Pompe vintage dans les collines vietnamiennes, rectangle standardisé sur le parking d’un hypermarché hongrois, vaisseau futuriste à Dubaï…: quelle que soit sa forme, la station-service, emblème des sociétés modernes, est sans doute en sursis à l’heure de la transition énergétique.
Entre prix des carburants en forte hausse dans le sillage, notamment, de la guerre en Ukraine, épuisement des ressources et lutte contre le réchauffement climatique, les années du moteur thermique sont désormais comptées.
Cela pourrait sonner le glas –ou au moins l’heure d’une profonde reconversion– pour les stations-essence, dont l’histoire se confond avec celle de l’essor de l’automobile au début du XXème siècle.
À Moscou, c’est dans les années 1930 que la plus vieille station du centre-ville est sortie de terre. Et neuf décennies plus tard, cette sobre bâtisse crème et rouge est toujours là, à l’ombre de la cathédrale du Christ Sauveur.
Certaines stations-essence sont devenues des lieux de mémoire, comme celle de Blackwell’s Corner, dans le désert californien.
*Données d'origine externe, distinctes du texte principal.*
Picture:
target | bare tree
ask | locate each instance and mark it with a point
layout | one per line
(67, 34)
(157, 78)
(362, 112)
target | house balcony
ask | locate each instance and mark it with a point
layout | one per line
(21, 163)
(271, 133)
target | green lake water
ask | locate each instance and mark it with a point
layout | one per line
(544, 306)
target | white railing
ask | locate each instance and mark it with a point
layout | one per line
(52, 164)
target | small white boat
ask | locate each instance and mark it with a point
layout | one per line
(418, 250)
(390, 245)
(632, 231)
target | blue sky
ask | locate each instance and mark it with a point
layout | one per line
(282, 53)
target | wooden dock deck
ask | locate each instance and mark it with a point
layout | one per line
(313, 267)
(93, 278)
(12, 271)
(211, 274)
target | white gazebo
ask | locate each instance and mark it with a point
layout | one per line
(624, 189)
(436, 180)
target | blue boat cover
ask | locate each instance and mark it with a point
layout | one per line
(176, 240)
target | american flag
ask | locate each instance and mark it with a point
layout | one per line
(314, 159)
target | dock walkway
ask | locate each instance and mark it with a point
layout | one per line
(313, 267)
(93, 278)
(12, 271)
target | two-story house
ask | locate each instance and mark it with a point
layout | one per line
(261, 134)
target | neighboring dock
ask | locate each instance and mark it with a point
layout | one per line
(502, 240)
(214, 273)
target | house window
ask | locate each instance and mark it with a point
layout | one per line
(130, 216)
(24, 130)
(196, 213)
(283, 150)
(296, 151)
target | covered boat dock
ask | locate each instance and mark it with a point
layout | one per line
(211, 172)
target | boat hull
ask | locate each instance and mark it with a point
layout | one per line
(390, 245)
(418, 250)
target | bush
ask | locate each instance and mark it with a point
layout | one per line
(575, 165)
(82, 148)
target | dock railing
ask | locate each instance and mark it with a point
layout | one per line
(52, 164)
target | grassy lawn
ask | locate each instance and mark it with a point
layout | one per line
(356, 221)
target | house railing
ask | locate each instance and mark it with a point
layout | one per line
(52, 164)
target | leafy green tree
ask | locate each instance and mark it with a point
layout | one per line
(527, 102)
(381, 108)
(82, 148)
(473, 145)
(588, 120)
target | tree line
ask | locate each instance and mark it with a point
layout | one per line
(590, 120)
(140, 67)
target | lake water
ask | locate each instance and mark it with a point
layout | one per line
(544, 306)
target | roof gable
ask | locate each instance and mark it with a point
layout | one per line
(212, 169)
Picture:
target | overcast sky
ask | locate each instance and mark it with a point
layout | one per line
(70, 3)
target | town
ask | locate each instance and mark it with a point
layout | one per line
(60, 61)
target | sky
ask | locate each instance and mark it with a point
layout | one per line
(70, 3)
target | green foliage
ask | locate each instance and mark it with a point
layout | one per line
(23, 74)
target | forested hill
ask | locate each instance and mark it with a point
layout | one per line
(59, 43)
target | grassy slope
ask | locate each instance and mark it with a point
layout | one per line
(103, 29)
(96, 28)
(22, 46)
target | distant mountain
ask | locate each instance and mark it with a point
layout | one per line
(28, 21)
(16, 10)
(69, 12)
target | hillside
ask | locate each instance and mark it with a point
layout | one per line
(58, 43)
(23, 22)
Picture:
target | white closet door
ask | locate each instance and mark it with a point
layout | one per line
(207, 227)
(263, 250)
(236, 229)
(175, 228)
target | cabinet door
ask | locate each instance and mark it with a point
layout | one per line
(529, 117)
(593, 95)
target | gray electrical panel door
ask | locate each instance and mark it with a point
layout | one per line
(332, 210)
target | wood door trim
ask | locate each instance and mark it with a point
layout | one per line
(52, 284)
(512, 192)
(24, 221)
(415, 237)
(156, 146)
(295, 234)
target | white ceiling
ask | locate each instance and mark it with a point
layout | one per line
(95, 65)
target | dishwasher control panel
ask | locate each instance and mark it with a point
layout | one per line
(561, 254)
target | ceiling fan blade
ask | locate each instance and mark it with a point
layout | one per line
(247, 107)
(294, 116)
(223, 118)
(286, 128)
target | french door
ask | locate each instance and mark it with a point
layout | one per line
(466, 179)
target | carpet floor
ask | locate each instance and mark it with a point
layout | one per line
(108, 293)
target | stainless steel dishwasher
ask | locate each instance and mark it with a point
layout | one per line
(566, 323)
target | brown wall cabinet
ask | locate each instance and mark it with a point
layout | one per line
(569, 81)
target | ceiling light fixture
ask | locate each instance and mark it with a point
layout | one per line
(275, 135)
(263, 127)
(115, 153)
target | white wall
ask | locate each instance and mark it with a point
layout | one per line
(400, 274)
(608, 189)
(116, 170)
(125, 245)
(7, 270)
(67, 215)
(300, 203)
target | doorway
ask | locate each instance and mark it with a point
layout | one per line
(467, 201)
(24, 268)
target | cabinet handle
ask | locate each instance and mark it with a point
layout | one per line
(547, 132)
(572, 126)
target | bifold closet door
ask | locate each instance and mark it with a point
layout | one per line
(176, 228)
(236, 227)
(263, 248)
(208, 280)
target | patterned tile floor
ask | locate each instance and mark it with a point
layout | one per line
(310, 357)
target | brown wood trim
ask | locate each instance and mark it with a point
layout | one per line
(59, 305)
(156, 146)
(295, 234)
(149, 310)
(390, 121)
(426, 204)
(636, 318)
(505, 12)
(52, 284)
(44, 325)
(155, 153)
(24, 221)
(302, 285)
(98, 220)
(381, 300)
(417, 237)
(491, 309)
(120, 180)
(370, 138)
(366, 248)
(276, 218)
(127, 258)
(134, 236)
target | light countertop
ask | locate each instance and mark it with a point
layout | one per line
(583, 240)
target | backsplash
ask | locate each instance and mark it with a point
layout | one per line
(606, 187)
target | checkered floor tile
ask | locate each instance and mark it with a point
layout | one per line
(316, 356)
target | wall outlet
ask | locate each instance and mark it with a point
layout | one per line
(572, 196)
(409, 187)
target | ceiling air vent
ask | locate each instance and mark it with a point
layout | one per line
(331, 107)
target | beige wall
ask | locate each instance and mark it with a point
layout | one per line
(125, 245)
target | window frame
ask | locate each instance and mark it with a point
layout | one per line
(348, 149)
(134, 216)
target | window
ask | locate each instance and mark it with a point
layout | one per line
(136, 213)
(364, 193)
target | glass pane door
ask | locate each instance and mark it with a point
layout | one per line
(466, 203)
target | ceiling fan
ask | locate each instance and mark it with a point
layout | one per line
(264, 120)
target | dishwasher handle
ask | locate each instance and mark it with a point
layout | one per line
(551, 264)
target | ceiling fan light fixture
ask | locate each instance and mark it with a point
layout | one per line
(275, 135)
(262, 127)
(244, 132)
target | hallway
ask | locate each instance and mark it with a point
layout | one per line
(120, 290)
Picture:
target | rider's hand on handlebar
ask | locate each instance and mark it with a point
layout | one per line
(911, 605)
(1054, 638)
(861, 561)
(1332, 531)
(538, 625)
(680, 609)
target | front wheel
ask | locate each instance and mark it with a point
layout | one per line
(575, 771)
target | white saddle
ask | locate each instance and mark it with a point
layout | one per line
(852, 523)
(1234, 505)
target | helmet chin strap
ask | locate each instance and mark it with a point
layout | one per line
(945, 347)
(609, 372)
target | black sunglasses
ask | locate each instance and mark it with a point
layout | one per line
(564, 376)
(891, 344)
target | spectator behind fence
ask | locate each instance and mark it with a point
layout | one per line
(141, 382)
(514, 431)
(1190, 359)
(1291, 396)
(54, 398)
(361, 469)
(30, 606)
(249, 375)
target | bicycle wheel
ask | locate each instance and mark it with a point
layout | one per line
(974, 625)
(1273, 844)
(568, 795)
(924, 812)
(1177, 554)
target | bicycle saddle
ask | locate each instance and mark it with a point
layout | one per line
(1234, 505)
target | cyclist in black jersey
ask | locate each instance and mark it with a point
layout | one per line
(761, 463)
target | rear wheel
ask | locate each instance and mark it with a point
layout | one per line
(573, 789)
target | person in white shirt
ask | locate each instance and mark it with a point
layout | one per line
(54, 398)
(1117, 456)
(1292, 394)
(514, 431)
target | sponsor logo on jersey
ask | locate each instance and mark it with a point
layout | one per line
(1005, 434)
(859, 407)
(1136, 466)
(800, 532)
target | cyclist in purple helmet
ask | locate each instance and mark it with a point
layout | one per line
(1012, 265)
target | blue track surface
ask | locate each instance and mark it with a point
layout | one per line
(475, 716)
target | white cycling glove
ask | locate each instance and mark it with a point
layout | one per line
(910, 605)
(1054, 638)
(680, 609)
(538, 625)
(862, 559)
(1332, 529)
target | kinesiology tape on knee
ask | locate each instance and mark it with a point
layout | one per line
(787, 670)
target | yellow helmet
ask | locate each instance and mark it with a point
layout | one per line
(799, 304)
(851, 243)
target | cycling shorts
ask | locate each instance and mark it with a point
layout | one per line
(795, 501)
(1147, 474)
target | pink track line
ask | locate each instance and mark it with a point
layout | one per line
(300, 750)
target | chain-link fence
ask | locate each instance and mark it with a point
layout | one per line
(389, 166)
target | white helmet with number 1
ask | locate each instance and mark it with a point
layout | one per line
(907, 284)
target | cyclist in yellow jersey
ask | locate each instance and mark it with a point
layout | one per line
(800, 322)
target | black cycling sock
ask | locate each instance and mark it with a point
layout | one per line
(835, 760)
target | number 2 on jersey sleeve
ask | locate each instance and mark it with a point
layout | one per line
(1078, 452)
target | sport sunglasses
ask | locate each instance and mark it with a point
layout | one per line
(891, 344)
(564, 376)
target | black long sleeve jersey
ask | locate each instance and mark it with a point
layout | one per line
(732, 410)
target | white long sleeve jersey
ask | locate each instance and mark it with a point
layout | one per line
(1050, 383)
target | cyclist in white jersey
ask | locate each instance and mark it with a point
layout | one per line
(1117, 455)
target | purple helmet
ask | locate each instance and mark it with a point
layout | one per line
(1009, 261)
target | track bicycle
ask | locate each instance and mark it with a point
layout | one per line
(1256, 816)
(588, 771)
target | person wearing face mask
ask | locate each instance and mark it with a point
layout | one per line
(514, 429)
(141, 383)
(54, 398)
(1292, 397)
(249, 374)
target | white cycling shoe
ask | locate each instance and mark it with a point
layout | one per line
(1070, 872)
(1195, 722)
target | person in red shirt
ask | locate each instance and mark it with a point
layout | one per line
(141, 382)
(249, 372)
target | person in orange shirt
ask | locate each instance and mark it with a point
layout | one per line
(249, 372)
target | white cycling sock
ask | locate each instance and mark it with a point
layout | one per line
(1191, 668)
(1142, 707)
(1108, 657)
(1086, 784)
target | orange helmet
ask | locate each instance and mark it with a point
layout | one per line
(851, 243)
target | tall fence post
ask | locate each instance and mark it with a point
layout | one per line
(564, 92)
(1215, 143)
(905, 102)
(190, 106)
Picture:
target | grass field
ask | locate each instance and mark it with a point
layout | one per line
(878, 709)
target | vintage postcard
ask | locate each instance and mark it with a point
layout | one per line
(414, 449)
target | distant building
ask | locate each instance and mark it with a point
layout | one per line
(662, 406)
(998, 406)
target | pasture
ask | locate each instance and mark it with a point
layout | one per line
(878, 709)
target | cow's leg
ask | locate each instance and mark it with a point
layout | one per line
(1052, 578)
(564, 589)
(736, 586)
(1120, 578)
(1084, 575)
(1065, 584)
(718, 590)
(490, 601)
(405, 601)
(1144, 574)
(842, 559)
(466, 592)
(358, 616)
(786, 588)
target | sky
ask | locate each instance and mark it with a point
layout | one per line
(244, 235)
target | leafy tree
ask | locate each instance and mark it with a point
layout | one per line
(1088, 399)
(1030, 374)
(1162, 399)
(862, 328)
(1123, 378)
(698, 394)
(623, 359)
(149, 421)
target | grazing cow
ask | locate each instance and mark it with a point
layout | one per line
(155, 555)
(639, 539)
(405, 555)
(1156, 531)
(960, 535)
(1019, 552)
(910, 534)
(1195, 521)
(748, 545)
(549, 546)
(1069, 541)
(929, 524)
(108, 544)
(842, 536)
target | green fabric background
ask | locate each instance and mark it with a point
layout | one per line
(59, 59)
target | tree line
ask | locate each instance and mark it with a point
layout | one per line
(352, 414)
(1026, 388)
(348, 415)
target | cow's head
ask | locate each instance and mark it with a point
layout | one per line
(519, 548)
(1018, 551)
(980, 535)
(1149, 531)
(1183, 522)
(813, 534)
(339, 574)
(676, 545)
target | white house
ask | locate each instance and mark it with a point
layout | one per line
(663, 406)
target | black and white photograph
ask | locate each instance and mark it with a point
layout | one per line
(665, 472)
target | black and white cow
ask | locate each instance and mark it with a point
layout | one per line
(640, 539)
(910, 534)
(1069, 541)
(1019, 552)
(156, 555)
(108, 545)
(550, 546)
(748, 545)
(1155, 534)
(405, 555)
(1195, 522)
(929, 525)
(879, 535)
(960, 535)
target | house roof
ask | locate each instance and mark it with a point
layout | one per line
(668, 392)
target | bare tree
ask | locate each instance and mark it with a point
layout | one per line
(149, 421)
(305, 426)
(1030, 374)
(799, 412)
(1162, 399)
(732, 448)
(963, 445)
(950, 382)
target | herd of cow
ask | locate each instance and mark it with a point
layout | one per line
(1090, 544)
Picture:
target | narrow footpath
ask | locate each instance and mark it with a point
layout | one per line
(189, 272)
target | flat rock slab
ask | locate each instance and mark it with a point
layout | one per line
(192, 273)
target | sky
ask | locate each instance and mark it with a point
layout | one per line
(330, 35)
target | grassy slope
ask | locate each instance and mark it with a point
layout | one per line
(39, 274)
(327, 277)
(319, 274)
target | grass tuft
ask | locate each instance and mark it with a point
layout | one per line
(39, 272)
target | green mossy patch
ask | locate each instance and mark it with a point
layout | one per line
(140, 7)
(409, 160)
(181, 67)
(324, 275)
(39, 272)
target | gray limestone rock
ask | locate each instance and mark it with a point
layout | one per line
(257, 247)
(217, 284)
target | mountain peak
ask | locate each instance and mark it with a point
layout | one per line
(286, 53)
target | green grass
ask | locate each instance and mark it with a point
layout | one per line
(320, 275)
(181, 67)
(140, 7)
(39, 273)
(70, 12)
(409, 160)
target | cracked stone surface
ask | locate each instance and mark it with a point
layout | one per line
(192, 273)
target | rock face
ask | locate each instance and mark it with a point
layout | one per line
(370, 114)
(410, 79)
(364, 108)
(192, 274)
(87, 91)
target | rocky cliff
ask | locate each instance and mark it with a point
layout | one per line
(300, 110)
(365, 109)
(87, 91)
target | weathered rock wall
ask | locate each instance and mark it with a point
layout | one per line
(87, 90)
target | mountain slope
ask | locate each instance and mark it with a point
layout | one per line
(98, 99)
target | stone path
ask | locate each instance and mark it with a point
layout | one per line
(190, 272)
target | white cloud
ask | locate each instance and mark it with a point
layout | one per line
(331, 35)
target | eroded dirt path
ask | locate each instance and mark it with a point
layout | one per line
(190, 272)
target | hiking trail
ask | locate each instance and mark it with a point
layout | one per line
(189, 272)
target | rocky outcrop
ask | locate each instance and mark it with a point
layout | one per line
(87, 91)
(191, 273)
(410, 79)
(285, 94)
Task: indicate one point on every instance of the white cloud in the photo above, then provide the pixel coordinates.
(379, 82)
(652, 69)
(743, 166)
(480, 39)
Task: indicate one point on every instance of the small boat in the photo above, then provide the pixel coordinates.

Un immense portrait de James Dean rappelle que c’est ici, en 1955, que la Porsche de l’acteur de “La Fureur de vivre” a fait son ultime halte avant l’accident qui lui fut fatal 40 kilomètres plus loin.
Le trait commun de la plupart des stations-service est leur auvent qui, en plus de protéger des intempéries, sert souvent la stratégie marketing de leur propriétaire.
Un design qui vaut à certaines d’être des monuments classés, comme la station-service de Red Hill, à 170 kilomètres au nord de Londres, avec ses six auvents circulaires caractéristiques des années 1960.
Rendu à la végétation
De par sa blancheur, ses courbes et ses néons, la station-essence 76 de Beverly Hills évoque la nuit un vaisseau spatial posé près des palmiers de Little Santa Monica Boulevard. Le rockeur britannique Noel Gallagher, anciennement guitariste d’Oasis, a choisi en 2011 cet édifice de style Googie pour la couverture de son premier album avec les High Flying Birds.
Mais cette “canopée” n’est pas toujours aussi tape-à-l’œil. Dans beaucoup d’endroits, de simples tôles ondulées font l’affaire. C’est ainsi dans cette localité du Comté de Nimba, au Liberia, où le carburant se vend au bocal, et le plein est fait à l’entonnoir.
En France, beaucoup des petits points de vente de villages ont mis la clé sous la porte. On dénombrait en 2021 un peu plus de 11.000 stations-service en France, contre 41.000 au début des années 1980. En cause, la concurrence des supermarchés qui ont récupéré les parts de marché en siphonnant les marges.
“Dans les années 2000, on s’est diversifiés dans les activités de garage, puis de lavage”, explique Francis Pousse, représentant des stations-service chez Mobilians, qui rassemble les professionnels français des services de l’automobile.
“Mais les marges ont continué de descendre, et face aux investissements nécessaires pour se moderniser, beaucoup de gérants ont raccroché les gants. Et les jeunes qui rachètent des garages-stations ferment la partie carburant”.
Combien de villages conservent le souvenir de cette lointaine époque des petits commerces de carburants? A Roaix, au nord de Marseille, une insigne Antar et une vieille pompe rouge rappellent que cette brocante au bord de la départementale n’en a pas toujours été une.
Ailleurs, comme près de Gjilan, au Kosovo, certaines stations abandonnées sont rendues à la végétation, augurant peut-être le destin des autres quand l’humanité tournera la page du pétrole.
En attendant, certaines sont recyclées, comme cette ancienne station-service Tela, à Phnom Penh, qui a pris au pied de la lettre le concept de transition écologique. On n’y achète plus du carburant, mais des plantes vertes.